Tom Quilter, Senior Development Officer - Information, Advice and Support, reflects on how the work of those supporting children with disabilities and their families, has changed because of Covid-19.
As the initial rush to adapt to the pandemic panic slows and we anxiously await the new school year, it feels a good time to reflect on some of the lessons we’ve learnt over the last four months.
A friend of mine calls these ‘shower thoughts.’ The new perspectives that spring to mind during those fleeting moments of calm. Having just come back after some time out of London, and feeling a little calmer myself, here are five of my shower thoughts that may resonate with you too:
1) We knew the law was complex. This has highlighted why.
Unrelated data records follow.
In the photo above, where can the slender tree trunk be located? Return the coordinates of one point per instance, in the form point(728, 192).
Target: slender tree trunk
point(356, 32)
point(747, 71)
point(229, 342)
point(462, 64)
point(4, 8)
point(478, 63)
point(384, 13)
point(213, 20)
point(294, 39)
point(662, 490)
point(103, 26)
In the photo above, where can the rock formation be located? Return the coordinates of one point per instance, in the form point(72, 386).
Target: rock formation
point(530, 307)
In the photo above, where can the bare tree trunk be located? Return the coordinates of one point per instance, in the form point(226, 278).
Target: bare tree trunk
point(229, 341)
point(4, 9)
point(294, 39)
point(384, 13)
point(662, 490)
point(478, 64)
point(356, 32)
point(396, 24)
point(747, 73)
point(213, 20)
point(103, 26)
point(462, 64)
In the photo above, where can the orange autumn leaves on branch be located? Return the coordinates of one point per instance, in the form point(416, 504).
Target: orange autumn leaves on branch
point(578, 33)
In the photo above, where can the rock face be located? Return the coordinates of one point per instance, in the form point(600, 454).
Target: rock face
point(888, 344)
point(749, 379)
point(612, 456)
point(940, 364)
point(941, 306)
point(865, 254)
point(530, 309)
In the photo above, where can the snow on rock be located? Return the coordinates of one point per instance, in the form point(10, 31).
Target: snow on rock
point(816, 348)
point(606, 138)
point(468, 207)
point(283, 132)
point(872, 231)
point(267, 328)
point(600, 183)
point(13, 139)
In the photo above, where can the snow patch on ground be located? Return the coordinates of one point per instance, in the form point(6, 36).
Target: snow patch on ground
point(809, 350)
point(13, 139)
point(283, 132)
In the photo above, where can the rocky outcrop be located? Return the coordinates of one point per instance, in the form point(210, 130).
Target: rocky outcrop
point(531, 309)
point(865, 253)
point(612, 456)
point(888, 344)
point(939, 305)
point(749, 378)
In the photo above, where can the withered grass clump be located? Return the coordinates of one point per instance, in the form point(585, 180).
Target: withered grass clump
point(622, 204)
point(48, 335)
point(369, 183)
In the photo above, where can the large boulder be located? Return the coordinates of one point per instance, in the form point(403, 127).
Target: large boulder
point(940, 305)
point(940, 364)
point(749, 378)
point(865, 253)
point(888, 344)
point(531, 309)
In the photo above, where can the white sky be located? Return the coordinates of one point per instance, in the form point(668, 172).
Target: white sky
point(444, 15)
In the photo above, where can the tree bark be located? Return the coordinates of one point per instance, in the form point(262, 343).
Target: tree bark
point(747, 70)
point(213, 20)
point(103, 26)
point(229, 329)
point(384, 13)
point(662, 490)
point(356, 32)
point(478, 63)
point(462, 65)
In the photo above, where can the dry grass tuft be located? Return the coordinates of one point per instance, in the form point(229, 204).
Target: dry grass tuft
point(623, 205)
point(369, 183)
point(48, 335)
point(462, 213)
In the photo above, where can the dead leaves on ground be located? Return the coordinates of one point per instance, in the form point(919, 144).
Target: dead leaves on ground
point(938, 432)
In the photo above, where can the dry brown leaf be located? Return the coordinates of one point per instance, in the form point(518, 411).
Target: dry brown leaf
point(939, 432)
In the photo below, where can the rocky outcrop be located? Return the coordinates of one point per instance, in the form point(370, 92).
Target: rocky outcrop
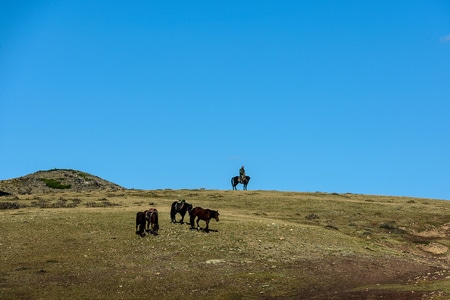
point(56, 180)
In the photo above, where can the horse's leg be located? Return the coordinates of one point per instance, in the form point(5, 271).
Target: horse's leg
point(198, 224)
point(182, 218)
point(192, 217)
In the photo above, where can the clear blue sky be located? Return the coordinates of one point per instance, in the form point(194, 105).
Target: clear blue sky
point(331, 96)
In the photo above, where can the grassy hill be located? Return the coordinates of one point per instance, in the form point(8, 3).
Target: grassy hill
point(55, 180)
point(267, 245)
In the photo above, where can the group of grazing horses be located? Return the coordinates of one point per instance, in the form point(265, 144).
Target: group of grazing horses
point(147, 221)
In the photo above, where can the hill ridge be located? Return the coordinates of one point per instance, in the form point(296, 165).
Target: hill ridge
point(56, 180)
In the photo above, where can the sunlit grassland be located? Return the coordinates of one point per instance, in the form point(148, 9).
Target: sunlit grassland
point(89, 250)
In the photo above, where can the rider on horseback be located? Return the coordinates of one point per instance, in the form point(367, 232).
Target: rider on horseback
point(242, 174)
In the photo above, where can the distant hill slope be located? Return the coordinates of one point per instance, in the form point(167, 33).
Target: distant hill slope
point(56, 180)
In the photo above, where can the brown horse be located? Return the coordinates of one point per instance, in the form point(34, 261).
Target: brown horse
point(147, 217)
point(203, 214)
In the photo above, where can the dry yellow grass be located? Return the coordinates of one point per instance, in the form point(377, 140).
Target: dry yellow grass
point(267, 244)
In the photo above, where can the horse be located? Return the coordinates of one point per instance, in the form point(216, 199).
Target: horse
point(203, 214)
point(179, 208)
point(150, 218)
point(237, 179)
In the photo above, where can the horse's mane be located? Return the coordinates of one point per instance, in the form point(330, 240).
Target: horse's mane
point(212, 212)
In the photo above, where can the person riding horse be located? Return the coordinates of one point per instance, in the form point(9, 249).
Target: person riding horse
point(241, 174)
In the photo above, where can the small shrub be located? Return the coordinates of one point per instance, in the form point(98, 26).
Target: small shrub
point(9, 205)
point(312, 217)
point(54, 184)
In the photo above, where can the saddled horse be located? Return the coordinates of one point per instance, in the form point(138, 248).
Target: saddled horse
point(237, 179)
point(203, 214)
point(179, 208)
point(147, 221)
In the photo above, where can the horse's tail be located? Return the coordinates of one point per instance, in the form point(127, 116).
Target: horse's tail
point(156, 226)
point(173, 211)
point(192, 217)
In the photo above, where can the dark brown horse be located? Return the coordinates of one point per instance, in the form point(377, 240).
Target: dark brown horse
point(147, 221)
point(236, 180)
point(203, 214)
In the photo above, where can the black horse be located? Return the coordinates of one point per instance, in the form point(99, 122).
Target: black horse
point(236, 179)
point(149, 218)
point(179, 208)
point(203, 214)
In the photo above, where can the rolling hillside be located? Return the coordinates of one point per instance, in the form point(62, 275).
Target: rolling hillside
point(267, 245)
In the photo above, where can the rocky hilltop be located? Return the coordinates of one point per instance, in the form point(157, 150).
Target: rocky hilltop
point(55, 180)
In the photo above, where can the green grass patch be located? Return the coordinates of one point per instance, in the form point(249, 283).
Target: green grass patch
point(55, 184)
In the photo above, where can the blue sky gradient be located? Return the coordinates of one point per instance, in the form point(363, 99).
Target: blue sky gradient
point(331, 96)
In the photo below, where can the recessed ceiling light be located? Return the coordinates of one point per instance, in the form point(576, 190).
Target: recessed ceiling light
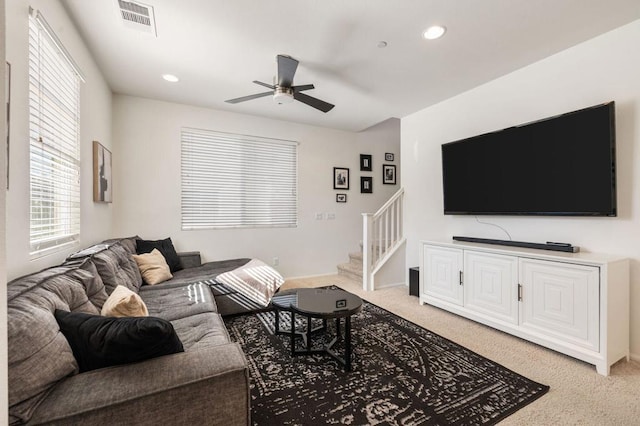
point(170, 78)
point(434, 32)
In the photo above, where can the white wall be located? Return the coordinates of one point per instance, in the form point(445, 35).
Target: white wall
point(602, 69)
point(4, 396)
point(146, 191)
point(95, 117)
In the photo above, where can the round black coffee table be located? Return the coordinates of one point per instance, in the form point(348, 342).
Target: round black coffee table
point(323, 304)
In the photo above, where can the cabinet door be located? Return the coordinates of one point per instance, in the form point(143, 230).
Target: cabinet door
point(561, 300)
point(443, 274)
point(491, 285)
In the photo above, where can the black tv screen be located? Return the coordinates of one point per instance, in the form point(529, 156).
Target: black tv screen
point(559, 166)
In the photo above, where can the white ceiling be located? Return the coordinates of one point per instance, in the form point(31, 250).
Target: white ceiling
point(218, 47)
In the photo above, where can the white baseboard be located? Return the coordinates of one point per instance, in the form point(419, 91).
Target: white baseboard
point(391, 285)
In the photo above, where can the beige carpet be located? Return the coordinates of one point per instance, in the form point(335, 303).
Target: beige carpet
point(578, 395)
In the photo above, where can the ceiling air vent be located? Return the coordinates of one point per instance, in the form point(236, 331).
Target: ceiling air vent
point(138, 16)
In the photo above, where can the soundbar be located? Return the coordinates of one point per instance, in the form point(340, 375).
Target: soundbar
point(566, 247)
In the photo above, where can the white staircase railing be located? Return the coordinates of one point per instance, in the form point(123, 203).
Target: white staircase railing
point(382, 235)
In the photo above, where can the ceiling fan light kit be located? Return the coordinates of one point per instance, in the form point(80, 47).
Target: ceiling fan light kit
point(283, 95)
point(284, 92)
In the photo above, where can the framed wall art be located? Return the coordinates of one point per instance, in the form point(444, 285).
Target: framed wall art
point(388, 174)
point(366, 185)
point(102, 181)
point(340, 178)
point(365, 163)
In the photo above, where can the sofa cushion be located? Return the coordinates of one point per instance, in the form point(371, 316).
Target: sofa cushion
point(99, 342)
point(124, 303)
point(129, 243)
point(89, 251)
point(153, 267)
point(199, 331)
point(174, 302)
point(206, 271)
point(96, 292)
point(256, 280)
point(116, 267)
point(165, 247)
point(39, 355)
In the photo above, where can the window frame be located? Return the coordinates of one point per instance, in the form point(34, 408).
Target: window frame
point(54, 142)
point(261, 186)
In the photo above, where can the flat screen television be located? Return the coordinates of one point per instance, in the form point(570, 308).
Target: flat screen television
point(559, 166)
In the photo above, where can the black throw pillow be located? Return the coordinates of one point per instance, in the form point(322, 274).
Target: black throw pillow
point(165, 247)
point(99, 342)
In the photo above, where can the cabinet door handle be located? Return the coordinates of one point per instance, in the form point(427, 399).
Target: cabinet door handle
point(519, 292)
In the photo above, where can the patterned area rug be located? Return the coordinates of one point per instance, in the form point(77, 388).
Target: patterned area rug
point(402, 374)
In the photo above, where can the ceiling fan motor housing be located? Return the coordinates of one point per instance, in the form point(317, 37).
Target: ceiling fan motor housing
point(283, 95)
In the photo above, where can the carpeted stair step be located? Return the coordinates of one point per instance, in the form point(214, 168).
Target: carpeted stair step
point(351, 270)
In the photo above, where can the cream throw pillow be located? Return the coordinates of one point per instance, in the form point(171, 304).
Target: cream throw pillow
point(153, 267)
point(124, 303)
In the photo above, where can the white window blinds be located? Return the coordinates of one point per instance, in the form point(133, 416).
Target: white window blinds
point(54, 122)
point(231, 181)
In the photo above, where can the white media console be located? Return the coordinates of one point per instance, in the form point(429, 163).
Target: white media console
point(574, 303)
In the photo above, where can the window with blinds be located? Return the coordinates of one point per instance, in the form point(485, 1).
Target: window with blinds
point(54, 123)
point(233, 181)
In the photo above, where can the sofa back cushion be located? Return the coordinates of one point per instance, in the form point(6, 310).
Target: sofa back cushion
point(39, 355)
point(96, 291)
point(116, 267)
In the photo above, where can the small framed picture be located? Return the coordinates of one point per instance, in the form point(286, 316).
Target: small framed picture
point(340, 178)
point(366, 185)
point(365, 163)
point(388, 174)
point(102, 187)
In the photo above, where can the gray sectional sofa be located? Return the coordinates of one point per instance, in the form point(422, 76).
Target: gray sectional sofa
point(208, 383)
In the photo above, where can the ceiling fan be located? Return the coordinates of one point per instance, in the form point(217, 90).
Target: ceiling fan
point(283, 90)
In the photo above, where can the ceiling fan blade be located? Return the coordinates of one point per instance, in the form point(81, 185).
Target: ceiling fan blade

Never again will I complain about needing to learn case law on top of guidance, legislation and the code of practise. Without legal tests, complexities and detail, we’re left with thousands of people trying to decipher what ‘reasonable’ means to them individually. I never thought I’d say this, but the more detailed, the better. It helps us all to be on the same page and have the same expectations of the system.
2) As professionals, to be able to do the best for children, young people and families, we also need to do the best for ourselves.
This has been hard. We are creatures of habit and this virus has thrown us out of our comfortable routines. We’ve had our lives turned upside down, with health and social anxieties to worry about on top of our normal stresses. For many of us, it has meant learning whole new ways of working. It has been stressful, tiring and difficult. I know this has impacted on my own ability to work at the level I expect of myself. But there is something positive to take from this too. When working with families and professionals who are stressed, tired and finding things difficult, we can remember how we felt during these tough times and modify our expectations.
3) To be able to do the best for children, young people and families, we also need to do the best for each other.
I’ve missed my colleagues. I’ve missed travelling to meet with services across the country. I’ve missed being able to ask someone next to me something minor that doesn’t warrant a discussion via phone, Teams, Zoom, or Skype. In short, I’ve missed everyday contact with people. I need to remember that I need other people to inspire and support my working day. You might too. We have to factor this in to our new ways of working.
4) That reasonable adjustments are much more reasonable then they seemed.
We found ourselves unable to communicate face to face, so we attended meetings virtually. We found ourselves unable to travel or even leave the house, so we worked from home. We found ourselves unable to enjoy social time with our colleagues, so we booked in time to meet up online. We found ourselves unable to get a haircut, so those of us who didn’t just let it grow, cut our own or got partners and friends to do it for us (with varying degrees of success). My point is that we’ve all made many adjustments swiftly, cheaply and easily. We ALL need to remember this the next time a child or young person with SEND, or their parents, tell us they can’t join a meeting or contribute to vital paperwork because of travel, the environment, sensory needs, time pressures, social obligations or work commitments. The many adjustments we were able to make as our own world was restricted should inspire us to make those adjustments for them.
5) That, if we weren’t already, we should be proud of ourselves and the sector that we’re working in.
We have, for a short period, felt what it’s like to be isolated, anxious and have our lives turned upside down. We have learnt how much we rely on our networks, our friends, our families, our colleagues. But we have learnt how to adjust.
We should make sure we don’t lose sight of this learning and make best use of it to improve what we do. We know just how vital it is to continue being a flexible, positive and adaptable sector because we know how much those we’re working with rely on our support and services. Above all we mustn’t let things go back completely to what they were. We should go back better.